Need more motivation to exercise? Being physically fit in middle age may lower your risk for Alzheimer’s disease later in life, a new study reports. The findings add to a large and growing body of evidence about the long-term benefits of physical activity on the brain.
The study involved more than 19,000 men and women who had visited a health clinic in Dallas, Texas, for routine health check-ups. All were in generally good health, and their heart and respiratory fitness was assessed using exercise treadmill tests. They were followed, on average, for more than 25 years.
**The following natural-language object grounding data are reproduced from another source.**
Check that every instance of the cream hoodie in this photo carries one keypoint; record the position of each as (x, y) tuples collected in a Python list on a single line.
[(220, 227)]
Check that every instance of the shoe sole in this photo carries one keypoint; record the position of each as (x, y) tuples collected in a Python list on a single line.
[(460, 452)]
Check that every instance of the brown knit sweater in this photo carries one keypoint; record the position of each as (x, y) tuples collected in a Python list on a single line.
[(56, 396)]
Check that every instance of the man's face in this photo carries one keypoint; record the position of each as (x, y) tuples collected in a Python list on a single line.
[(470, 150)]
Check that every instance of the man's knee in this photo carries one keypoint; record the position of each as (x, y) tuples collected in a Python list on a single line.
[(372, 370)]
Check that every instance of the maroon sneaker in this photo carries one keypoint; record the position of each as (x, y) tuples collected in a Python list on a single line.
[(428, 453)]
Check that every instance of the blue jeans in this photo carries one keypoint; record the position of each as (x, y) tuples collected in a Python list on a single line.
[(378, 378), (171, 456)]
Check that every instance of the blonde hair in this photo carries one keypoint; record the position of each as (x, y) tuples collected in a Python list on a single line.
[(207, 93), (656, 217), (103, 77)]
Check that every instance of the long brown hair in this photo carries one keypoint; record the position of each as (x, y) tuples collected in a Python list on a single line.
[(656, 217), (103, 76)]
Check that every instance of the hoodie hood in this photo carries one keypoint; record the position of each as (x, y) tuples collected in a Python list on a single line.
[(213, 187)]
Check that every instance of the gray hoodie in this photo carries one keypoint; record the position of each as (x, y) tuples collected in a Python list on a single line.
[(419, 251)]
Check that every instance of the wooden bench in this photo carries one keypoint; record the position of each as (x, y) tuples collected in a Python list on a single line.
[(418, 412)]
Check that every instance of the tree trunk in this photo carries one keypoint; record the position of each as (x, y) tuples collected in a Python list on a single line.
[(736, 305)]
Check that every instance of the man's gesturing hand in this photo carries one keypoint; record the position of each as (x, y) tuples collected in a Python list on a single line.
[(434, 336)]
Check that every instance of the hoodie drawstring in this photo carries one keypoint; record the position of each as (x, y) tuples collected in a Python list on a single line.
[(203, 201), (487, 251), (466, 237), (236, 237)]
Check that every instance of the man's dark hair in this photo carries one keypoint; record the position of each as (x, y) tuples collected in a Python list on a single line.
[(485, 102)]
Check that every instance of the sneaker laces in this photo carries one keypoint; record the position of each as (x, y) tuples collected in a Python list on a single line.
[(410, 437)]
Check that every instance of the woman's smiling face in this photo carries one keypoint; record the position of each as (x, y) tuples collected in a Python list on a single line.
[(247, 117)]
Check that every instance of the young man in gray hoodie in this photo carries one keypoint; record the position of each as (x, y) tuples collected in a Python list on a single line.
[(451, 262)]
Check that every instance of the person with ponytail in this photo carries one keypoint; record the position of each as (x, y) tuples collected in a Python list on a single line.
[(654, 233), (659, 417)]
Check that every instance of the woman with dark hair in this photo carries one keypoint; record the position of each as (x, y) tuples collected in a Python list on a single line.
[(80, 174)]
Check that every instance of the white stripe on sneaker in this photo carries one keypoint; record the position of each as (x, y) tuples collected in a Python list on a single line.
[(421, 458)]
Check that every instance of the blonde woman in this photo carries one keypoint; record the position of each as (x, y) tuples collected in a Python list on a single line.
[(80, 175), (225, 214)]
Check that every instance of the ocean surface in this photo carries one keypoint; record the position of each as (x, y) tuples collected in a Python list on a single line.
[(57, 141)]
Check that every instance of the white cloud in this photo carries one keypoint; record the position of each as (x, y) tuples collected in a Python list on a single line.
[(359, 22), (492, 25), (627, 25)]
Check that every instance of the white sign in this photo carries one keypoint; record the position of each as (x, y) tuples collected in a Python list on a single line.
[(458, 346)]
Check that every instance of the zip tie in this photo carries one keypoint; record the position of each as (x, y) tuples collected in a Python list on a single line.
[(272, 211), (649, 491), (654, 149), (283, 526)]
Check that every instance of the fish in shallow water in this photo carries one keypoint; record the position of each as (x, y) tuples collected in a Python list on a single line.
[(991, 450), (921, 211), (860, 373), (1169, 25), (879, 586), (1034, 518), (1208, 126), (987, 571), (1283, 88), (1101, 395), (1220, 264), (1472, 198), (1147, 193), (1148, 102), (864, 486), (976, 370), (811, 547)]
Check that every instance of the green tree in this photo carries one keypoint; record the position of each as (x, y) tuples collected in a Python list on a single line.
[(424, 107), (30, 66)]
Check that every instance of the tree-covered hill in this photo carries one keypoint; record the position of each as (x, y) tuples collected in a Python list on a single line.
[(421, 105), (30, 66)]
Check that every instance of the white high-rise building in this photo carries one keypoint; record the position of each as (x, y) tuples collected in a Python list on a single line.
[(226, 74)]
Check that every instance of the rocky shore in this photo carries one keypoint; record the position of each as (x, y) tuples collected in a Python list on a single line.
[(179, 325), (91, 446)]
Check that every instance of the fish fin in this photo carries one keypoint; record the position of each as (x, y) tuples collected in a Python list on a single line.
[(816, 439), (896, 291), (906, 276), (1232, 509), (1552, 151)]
The researchers used Medicare reports to determine whether someone was diagnosed with dementia in old age. They found that compared to those who were the least fit in middle age, the fittest patients were much less likely to develop Alzheimer’s or other forms of dementia in their 70s and 80s. Better fitness correlated with a lowered dementia risk, independent of illnesses like high blood pressure, diabetes and high cholesterol, which have also been linked to an increased dementia risk.
The results are consistent with some earlier reports that people who are healthier and fitter at midlife tend to be less likely to develop Alzheimer’s disease after age 65. One Canadian study involving 4,615 people, for example, found that those who are active are less likely to develop Alzheimer’s than those who are sedentary. Other reports have linked a lower dementia risk to specific activities like dancing.
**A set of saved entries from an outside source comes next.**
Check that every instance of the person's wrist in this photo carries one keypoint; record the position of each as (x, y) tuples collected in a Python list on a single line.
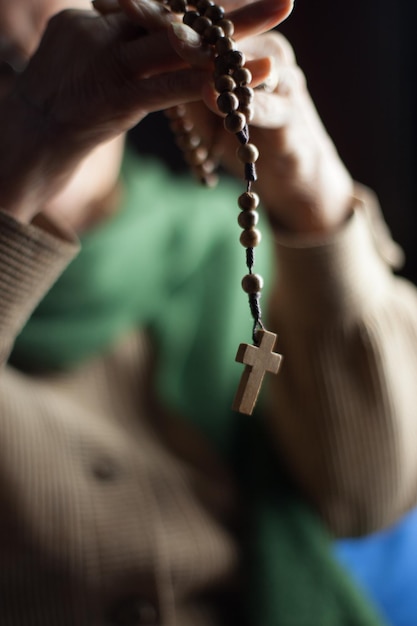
[(33, 167)]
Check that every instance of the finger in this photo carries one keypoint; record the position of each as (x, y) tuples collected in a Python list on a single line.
[(148, 13), (188, 44), (259, 17), (270, 110), (161, 91), (271, 44), (163, 51)]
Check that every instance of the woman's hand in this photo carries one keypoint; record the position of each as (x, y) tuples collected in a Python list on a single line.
[(91, 79), (301, 179)]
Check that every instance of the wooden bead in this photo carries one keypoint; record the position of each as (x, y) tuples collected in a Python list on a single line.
[(248, 219), (235, 59), (188, 141), (252, 283), (196, 156), (242, 76), (227, 26), (190, 17), (227, 102), (250, 238), (224, 45), (248, 111), (181, 125), (245, 94), (235, 122), (247, 153), (201, 24), (212, 34), (208, 180), (248, 201), (214, 13), (224, 83), (175, 112)]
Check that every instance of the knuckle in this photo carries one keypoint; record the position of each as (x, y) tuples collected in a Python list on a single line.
[(283, 48)]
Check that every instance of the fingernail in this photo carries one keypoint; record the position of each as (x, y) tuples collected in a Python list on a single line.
[(186, 34)]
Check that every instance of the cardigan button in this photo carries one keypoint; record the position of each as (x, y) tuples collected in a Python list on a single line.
[(134, 611)]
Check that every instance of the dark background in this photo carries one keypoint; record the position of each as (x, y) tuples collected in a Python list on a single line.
[(360, 60)]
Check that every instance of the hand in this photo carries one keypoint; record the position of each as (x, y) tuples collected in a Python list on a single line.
[(100, 75), (301, 179)]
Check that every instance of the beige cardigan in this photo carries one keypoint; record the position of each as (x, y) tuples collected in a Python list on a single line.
[(110, 509)]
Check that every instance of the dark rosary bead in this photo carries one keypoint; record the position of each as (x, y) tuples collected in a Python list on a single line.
[(243, 135), (214, 13), (235, 122), (213, 34), (201, 24), (250, 238), (224, 83), (190, 17), (208, 180), (203, 5), (248, 201), (242, 76), (252, 283), (245, 94), (248, 219), (227, 26), (227, 102)]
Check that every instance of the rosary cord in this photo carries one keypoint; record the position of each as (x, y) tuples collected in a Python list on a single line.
[(231, 81)]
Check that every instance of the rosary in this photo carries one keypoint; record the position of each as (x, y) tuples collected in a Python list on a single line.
[(231, 81)]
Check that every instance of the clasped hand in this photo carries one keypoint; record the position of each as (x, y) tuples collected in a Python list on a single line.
[(94, 76)]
The current study had several strengths, including a large pool of study participants. It also assessed physical fitness using exercise stress tests, a more reliable measure than relying on surveys that ask people how often they exercise.
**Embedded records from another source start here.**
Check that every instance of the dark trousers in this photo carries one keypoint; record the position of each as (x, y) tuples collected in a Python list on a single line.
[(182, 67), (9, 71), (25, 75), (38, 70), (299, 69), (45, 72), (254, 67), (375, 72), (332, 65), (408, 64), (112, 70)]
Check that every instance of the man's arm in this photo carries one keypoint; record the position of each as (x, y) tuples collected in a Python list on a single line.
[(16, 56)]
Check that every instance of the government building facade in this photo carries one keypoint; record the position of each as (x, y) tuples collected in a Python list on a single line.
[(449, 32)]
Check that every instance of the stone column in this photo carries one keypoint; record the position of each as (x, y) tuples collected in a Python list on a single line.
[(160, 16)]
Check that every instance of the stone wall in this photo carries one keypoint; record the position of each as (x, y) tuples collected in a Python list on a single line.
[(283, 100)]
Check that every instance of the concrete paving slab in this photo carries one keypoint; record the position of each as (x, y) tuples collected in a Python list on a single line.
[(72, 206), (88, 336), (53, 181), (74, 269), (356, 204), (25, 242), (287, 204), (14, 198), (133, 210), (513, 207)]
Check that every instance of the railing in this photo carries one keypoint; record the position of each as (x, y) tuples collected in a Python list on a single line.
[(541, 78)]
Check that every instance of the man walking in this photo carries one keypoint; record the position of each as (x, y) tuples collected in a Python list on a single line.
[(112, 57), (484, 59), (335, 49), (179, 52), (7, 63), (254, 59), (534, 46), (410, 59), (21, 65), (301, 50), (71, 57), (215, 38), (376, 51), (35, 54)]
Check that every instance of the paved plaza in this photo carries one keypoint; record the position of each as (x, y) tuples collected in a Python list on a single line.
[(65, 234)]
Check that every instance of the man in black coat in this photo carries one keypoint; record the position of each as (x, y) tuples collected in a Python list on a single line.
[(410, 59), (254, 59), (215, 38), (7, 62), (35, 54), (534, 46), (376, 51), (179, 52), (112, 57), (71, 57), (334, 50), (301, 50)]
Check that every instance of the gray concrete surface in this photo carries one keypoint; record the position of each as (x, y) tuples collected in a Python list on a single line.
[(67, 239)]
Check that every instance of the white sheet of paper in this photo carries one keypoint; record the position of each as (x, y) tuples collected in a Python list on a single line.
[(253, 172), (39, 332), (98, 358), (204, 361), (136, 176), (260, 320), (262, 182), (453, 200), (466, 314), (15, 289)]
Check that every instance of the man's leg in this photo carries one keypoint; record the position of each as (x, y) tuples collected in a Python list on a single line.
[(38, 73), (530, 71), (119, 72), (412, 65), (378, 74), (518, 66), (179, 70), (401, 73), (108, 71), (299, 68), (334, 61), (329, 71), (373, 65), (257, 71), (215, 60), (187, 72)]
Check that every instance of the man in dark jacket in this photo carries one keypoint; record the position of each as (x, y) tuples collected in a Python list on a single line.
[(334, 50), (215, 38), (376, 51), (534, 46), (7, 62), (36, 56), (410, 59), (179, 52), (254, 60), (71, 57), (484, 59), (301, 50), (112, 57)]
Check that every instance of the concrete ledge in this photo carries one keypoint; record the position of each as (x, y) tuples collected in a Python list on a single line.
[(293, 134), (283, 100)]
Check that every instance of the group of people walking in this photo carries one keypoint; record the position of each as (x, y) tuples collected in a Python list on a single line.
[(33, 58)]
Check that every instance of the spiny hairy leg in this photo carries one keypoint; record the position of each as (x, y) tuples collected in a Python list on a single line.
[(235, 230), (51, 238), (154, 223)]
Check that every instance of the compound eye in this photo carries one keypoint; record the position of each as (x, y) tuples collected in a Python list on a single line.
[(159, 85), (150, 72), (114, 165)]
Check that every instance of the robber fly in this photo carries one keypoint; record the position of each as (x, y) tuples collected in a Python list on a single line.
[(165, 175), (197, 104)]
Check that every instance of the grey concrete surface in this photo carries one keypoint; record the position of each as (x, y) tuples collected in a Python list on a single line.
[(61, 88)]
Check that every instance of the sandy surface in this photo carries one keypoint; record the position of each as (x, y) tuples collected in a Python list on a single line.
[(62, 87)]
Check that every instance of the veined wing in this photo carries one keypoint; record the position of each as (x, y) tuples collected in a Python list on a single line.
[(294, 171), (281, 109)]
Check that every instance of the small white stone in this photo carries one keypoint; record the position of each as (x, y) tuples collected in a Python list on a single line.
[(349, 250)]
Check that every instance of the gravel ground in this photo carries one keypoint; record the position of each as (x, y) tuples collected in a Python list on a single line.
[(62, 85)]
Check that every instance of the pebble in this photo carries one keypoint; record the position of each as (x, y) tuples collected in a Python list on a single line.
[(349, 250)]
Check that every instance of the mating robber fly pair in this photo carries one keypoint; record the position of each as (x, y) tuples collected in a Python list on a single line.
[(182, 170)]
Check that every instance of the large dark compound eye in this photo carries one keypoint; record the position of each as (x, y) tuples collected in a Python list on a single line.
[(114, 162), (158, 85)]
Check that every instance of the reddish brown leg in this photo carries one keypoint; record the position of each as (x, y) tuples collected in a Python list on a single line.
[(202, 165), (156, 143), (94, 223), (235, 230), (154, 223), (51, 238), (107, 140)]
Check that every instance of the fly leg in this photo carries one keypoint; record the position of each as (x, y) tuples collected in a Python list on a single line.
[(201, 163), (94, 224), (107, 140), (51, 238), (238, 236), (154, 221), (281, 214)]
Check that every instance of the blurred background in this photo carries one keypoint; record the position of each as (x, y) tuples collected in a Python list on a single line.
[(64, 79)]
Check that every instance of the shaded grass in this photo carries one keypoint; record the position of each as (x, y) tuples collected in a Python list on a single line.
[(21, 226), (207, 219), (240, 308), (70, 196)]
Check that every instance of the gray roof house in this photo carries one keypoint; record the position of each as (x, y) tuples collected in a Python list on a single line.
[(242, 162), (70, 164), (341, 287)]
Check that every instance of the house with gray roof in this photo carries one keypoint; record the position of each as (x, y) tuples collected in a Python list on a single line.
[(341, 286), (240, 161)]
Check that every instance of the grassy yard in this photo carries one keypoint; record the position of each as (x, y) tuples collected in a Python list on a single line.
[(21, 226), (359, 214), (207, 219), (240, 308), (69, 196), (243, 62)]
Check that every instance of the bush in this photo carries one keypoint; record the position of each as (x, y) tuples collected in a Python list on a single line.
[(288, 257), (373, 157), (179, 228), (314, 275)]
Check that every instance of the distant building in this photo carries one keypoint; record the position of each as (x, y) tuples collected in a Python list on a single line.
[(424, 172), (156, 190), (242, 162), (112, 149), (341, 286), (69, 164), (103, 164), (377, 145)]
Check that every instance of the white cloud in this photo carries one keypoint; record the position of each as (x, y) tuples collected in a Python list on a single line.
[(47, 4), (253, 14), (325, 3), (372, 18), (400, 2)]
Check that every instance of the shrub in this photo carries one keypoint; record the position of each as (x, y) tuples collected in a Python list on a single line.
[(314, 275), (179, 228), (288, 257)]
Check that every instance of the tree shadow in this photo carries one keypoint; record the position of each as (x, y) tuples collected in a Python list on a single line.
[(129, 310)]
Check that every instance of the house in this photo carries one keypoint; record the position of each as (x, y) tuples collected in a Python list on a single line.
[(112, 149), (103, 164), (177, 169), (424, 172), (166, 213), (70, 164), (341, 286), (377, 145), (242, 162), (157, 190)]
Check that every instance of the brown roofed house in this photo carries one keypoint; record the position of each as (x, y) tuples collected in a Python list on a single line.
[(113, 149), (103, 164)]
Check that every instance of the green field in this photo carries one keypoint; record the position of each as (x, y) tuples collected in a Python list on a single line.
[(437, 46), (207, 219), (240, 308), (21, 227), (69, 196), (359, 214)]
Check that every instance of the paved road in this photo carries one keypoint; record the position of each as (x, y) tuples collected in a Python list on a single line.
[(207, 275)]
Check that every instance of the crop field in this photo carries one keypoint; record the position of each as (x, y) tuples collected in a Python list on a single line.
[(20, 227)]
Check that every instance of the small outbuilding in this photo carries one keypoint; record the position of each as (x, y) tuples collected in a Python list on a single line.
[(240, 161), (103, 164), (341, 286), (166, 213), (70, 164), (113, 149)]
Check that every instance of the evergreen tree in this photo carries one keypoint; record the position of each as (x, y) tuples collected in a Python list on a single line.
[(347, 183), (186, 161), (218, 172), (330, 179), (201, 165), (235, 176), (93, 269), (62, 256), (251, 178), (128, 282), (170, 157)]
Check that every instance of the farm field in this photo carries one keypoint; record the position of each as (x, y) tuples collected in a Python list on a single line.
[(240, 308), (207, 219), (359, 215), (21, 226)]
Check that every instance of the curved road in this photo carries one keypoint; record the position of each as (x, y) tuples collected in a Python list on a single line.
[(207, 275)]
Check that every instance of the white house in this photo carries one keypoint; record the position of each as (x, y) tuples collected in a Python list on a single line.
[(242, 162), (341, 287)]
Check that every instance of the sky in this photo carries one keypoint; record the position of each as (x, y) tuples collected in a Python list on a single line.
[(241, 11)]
The researchers say that exercise may benefit the brain through several pathways. Being more fit is associated with a lower risk of high blood pressure and diabetes, both of which may damage blood vessels in the brain. Physical fitness is also linked to a greater brain volume, which may help to protect against dementia. Exercise has also been linked to proteins produced in the brain that enhance the growth of new brain cells.
An accompanying editorial notes that despite ample evidence that physical activity is associated with many health benefits, it can be difficult to get patients to stick with exercise. Getting out the message that exercise may reduce the risk of Alzheimer’s, the second most feared disease after cancer, the author writes, may motivate people to get moving.
Source: Mary Sano, Ph.D.: “Never Too Fit for Body and Mind” (editorial). Laura F. DeFina, M.D.; Benjamin L. Willis, M.D., M.P.H.; Nina B. Radford, M.D. et al: “The Association Between Midlife Cardiorespiratory Fitness Levels and Later-Life Dementia.” Annals of Internal Medicine. Feb. 4, 2013.